La privatisation de La Poste
Le « Comité contre la privatisation de La Poste » s’est lancé dans une « consultation citoyenne » de grande ampleur. Si l’initiative est novatrice et ne manque pas d’intérêt, si l’objet de cette démarche est grave et mérite effectivement une mobilisation populaire, ses auteurs, ne serait-ce que pour lui donner une plus grande crédibilité, n’auraient pas dû s’affranchir des règles méthodologiques applicables à tout sondage d’opinion.
Comme chacun, j’ai très tôt été bombardé de messages médiatiques m’informant de la "consultation citoyenne" organisée "à l’initiative du Comité contre la privatisation de La Poste". Ne souhaitant pas que ce service public soit privatisé, et redoutant que le gouvernement se lance dans une démarche qui tôt ou tard entraînerait cette privatisation, je m’enquis immédiatement des lieux de vote dans la ville de Perpignan, où je réside.
Avec surprise, j’attendis jusqu’à ce samedi pour trouver un emplacement au centre-ville. Je me suis emparé d’un bulletin de vote et j’ai lu la question à laquelle on me conviait de répondre. Elle était intitulée ainsi :
"Le gouvernement veut changer le statut de La Poste pour la privatiser, êtes-vous d’accord avec ce projet ?"
Les modalités de cette question fermée étaient OUI et NON.
J’ai immédiatement remis mon bulletin sur la table, et je n’ai pas voté, à mon grand regret. Pourquoi ? Parce que la question est biaisée et intellectuellement malhonnête. Je ne voudrais pas, comme sociologue, passer pour un donneur de leçons, mais un sondage, pour être crédible, doit obéir à certaines lois et à certains principes méthodologiques et éthiques.
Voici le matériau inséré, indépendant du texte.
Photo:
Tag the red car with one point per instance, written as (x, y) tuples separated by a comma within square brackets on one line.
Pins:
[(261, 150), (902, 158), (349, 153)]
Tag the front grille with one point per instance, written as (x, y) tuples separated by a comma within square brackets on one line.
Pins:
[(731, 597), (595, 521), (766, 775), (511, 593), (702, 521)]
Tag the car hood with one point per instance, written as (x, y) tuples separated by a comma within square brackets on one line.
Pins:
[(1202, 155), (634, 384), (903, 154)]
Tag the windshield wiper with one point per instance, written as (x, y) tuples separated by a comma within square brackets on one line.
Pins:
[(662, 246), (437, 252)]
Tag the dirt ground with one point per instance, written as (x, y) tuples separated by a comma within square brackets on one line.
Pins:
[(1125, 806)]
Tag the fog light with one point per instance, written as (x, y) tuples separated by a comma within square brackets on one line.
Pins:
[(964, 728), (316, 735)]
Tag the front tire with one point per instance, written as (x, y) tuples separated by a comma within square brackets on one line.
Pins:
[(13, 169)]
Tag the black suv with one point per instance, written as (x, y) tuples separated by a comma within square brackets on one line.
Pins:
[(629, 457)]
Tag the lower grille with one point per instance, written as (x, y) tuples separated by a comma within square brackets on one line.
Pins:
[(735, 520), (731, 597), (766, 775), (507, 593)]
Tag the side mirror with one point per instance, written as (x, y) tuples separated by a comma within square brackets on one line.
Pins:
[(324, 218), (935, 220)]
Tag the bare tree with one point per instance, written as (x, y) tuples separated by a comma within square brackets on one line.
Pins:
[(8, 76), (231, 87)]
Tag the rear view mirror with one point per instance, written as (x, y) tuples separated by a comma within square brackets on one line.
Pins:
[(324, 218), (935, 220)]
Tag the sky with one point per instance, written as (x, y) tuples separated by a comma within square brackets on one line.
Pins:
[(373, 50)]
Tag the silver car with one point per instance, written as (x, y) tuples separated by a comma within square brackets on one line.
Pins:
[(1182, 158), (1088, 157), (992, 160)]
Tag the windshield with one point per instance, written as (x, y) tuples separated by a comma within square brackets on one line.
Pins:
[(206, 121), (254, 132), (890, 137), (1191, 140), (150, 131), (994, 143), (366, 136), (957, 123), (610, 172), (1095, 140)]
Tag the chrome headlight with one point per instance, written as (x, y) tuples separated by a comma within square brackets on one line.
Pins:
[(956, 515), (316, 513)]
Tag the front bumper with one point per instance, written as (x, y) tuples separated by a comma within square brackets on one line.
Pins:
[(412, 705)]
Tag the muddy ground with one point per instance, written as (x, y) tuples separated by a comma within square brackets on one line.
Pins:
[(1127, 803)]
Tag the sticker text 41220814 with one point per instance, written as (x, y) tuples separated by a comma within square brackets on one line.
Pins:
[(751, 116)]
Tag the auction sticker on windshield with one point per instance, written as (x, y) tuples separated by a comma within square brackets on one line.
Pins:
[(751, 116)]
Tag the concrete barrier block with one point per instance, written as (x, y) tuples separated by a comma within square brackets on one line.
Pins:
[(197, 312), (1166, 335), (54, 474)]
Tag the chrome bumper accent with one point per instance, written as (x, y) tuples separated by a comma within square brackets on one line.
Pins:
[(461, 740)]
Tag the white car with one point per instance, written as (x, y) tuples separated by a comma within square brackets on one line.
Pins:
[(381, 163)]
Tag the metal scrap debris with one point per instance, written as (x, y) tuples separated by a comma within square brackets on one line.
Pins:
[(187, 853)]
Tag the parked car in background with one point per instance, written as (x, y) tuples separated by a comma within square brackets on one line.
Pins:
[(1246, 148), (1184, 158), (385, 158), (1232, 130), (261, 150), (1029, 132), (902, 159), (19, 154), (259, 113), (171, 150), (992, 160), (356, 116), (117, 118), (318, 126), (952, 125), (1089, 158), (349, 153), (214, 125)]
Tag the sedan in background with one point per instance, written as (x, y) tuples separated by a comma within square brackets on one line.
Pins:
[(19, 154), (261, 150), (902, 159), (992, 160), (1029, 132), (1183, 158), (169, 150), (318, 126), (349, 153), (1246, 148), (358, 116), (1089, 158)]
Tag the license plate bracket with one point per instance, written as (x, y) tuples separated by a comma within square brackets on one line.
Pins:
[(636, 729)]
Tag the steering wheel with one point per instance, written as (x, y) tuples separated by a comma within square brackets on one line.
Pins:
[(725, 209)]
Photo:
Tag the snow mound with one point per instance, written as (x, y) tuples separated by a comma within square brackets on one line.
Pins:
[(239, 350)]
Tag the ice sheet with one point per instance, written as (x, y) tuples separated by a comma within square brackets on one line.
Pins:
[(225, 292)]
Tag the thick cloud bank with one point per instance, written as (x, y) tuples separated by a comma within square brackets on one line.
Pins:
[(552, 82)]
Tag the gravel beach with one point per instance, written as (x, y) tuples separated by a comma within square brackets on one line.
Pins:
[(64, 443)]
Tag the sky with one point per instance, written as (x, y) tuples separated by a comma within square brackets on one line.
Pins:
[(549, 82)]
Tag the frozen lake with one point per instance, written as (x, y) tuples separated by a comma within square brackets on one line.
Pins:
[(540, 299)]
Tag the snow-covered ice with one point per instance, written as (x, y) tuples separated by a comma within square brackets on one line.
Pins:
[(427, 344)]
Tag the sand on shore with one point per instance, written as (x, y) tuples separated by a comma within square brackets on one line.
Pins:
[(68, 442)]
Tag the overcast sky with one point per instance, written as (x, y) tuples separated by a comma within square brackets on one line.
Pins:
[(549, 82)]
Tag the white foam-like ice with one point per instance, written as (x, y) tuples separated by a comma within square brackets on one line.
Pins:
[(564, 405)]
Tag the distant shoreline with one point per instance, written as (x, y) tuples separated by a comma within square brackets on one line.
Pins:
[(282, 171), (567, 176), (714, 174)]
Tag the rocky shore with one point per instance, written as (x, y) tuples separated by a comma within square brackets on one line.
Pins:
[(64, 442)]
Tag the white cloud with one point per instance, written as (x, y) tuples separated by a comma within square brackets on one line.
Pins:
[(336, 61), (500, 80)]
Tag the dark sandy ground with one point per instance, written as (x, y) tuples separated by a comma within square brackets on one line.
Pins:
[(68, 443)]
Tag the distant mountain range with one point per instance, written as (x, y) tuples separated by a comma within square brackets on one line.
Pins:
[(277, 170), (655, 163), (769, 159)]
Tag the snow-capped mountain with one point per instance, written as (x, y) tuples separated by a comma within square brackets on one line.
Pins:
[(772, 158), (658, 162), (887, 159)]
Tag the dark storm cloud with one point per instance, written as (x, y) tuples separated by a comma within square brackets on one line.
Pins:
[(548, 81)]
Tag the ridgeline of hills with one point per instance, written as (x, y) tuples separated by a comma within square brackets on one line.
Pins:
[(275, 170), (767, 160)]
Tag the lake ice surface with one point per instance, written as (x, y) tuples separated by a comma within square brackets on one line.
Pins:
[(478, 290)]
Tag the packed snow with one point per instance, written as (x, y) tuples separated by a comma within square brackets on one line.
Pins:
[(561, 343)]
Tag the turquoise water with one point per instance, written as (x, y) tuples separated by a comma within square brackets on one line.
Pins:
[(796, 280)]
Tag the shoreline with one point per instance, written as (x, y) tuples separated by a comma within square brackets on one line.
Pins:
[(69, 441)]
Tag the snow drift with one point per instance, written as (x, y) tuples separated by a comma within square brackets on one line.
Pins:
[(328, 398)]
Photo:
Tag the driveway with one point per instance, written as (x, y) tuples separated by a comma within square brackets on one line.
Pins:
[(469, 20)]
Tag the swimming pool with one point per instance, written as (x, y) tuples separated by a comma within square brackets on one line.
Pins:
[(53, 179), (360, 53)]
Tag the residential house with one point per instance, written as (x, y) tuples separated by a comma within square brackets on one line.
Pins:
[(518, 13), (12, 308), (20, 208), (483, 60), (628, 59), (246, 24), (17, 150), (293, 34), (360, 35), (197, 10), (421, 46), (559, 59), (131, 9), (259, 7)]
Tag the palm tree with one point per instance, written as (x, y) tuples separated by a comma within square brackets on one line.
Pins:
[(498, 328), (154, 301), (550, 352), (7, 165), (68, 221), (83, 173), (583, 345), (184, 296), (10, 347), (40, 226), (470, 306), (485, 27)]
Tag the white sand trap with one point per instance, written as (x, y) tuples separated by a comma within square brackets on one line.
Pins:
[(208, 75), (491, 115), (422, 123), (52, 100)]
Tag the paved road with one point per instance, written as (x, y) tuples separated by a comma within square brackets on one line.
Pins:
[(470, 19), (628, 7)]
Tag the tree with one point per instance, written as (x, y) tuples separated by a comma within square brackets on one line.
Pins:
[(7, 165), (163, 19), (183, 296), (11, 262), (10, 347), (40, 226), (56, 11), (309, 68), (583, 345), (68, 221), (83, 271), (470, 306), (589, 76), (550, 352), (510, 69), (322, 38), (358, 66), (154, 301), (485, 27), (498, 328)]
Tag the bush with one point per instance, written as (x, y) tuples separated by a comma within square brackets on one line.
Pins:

Lorsqu’on demande au peuple de se prononcer sur un texte ou sur un projet, l’honnêteté exige qu’on reproduise, si ce n’est dans la forme, tout du moins dans un esprit de parfaite rigueur ce texte ou ce projet. Or que contient la formule sur laquelle j’étais appelé à me prononcer ?
1. L’affirmation que le gouvernement voulait changer le statut de La Poste pour la privatiser ;
2. Une question portant sur mon opinion sur cette affirmation.
La rigueur scientifique aurait dû commander de rapporter que le gouvernement, par la voie d’un grand nombre de ses ministres, et avec vigueur, s’était défendu de vouloir privatiser La Poste. Qu’on le croie ou non n’est pas la question. Puisqu’on demande au peuple de voter sur une intention de son gouvernement, reproduisons-la telle que celui-ci a défendu son projet, sans la déformer. Par exemple on aurait pu écrire :
Le gouvernement veut ouvrir davantage le capital de La Poste au secteur privé. Etes-vous d’accord avec ce projet ?
Ou encore :
Le gouvernement veut ouvrir davantage le capital de La Poste au secteur privé. Il se défend de vouloir à terme la privatiser. Soutenez-vous son projet ?
On pourrait multiplier les libellés. Mais celui qui fut utilisé par le "Comité national...", par son caractère partisan, a incontestablement pris la forme d’une question biaisée à laquelle il me fut malheureusement impossible de répondre. J’en suis navré.